U-duality in quantum M2-branes and gauged supergravities

Abstract: In this paper, we study the relation of the M2-brane with fluxes and monodromy in $SL(2,\mathbb{Z})$, which has a quantum discrete supersymmetric spectrum with finite multiplicity, and type IIB gauged supergravities in nine dimensions. $SL(2,\mathbb{Z})$ is the group of isotopy classes of the area preserving diffeomorphisms. The global description of these M2-branes we are considering is formulated on twisted torus bundles, and they are classified in terms of $H^2(\Sigma,\mathcal{Z}_{\mathcal{\rho}})$, or equivalently, by their coinvariants for a given monodromy subgroup. We find the 'gauge' symmetries between equivalent M2-branes, on torus bundles with monodromy, that leads to $\mathbb{R}$, $SO(2)$ or $SO(1,1)$, the symmetry groups of type IIB gauged supergravities in 9d.
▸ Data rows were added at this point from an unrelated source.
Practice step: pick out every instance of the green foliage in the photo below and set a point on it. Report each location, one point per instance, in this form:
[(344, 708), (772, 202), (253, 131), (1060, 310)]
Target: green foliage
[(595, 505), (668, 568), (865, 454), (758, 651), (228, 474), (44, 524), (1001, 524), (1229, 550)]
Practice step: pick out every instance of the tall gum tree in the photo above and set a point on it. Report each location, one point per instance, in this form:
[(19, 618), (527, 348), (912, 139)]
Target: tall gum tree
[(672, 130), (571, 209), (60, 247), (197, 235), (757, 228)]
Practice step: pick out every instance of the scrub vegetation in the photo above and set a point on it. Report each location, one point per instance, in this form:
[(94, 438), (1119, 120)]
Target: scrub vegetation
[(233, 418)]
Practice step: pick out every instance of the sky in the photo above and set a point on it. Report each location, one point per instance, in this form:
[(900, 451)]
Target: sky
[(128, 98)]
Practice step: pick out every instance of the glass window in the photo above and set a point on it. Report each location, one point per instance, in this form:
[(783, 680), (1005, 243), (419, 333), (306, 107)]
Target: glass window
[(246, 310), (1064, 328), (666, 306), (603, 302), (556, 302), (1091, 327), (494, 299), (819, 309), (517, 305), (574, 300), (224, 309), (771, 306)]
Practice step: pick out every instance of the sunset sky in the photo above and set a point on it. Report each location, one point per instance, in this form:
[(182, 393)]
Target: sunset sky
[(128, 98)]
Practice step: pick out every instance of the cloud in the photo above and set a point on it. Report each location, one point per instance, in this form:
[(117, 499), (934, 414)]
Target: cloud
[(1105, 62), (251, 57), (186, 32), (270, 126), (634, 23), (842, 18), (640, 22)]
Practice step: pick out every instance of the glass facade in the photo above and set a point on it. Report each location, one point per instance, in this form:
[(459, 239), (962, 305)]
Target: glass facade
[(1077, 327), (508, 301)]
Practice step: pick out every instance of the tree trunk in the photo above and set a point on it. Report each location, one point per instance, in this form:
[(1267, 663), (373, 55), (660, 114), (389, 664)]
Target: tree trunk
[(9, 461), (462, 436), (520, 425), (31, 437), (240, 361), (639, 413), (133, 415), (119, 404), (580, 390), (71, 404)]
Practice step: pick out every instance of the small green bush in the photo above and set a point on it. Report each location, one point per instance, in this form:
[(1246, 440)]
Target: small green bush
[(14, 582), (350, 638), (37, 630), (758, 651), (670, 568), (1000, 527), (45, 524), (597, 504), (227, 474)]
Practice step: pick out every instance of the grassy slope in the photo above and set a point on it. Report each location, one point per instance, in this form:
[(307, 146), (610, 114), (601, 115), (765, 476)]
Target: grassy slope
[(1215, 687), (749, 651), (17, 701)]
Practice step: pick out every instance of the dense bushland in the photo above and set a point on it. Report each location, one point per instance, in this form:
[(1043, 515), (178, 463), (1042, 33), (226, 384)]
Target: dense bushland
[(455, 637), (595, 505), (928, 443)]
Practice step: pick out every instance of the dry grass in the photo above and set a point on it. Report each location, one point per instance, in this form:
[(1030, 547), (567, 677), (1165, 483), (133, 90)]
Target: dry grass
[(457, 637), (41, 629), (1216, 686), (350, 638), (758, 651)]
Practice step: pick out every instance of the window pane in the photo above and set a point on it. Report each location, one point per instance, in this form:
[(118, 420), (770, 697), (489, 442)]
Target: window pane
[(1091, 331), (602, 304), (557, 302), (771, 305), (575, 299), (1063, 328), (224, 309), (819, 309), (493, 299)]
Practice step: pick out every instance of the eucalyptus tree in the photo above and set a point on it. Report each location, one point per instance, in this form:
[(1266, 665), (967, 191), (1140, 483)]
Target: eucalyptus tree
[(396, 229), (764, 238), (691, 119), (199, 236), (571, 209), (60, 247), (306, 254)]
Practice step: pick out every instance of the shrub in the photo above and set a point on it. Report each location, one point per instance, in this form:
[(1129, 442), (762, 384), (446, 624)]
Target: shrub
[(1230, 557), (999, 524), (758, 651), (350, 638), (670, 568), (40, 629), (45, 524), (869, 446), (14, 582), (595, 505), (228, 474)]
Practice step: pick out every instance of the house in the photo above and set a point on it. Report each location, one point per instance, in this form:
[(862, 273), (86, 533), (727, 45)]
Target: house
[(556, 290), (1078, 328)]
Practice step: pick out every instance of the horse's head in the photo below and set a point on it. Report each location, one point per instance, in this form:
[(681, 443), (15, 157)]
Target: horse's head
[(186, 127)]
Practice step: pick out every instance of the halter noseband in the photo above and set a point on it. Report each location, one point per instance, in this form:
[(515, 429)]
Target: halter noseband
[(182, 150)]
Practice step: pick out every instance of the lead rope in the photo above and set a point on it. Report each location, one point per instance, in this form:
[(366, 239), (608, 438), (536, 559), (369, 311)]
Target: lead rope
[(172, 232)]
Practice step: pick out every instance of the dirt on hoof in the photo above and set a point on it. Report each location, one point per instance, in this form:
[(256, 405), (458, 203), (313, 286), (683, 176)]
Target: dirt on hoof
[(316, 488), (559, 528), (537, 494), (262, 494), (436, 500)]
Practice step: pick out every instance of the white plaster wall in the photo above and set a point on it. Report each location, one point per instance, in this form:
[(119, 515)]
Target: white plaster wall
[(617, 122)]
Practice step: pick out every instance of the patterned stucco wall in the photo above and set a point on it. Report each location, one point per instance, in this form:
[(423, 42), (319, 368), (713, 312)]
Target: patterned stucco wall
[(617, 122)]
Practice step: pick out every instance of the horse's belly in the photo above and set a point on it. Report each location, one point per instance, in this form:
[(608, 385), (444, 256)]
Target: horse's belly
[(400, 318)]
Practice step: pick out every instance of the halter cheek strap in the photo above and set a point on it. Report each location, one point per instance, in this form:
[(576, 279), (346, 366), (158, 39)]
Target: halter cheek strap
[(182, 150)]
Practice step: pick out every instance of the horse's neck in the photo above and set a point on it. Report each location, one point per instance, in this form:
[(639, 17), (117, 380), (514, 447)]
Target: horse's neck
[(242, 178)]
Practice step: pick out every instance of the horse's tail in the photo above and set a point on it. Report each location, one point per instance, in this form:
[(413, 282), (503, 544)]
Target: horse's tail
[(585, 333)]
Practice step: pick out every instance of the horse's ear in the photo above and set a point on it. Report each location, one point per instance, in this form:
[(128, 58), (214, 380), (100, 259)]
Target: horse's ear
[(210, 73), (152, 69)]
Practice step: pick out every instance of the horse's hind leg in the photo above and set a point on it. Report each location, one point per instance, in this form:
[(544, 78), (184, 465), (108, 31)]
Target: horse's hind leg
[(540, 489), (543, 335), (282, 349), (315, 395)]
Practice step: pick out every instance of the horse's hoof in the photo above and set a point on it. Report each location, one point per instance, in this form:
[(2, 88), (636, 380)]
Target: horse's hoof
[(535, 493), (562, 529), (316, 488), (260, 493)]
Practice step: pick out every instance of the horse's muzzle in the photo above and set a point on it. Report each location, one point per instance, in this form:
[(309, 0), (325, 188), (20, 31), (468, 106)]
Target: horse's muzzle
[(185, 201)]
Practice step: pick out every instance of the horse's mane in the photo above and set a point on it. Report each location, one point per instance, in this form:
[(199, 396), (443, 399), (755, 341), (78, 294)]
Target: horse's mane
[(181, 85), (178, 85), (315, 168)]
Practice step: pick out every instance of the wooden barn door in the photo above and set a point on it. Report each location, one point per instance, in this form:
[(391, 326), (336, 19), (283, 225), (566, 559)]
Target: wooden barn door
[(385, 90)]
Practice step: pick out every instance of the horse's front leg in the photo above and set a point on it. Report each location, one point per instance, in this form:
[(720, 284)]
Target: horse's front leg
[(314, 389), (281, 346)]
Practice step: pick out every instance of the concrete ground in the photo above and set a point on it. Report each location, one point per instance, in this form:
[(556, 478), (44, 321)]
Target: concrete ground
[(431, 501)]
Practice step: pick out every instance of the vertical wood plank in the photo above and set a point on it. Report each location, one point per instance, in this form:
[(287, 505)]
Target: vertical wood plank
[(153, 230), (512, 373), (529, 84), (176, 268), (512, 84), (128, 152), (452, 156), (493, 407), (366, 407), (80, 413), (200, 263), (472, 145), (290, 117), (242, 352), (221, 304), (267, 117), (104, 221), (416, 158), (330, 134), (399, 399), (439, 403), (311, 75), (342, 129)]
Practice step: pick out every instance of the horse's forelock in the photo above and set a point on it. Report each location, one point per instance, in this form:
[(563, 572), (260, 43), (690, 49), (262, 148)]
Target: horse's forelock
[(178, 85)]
We obtain an explicit relation between the equivalent classes of M2-brane bundles and the mass parameters that classify the gaugings of type IIB supergravities in 9d. We also find that the symmetries, between inequivalent M2-branes on twisted torus bundles for a given monodromy, are related with $\mathbb{Z}$, $\mathcal{Z}3$, $\mathcal{Z}_5$, $\mathcal{Z}_9$ or $\mathcal{Z}{2n-7}$ for $n\geq 5$, the U-duality symmetry group, a subgroup of $SL(2,\mathbb{Z})$. In distinction, in the case without monodromy, related to type II maximal supergravity at low energies, its U-duality group corresponds to the full $SL(2,\mathbb{Z})$.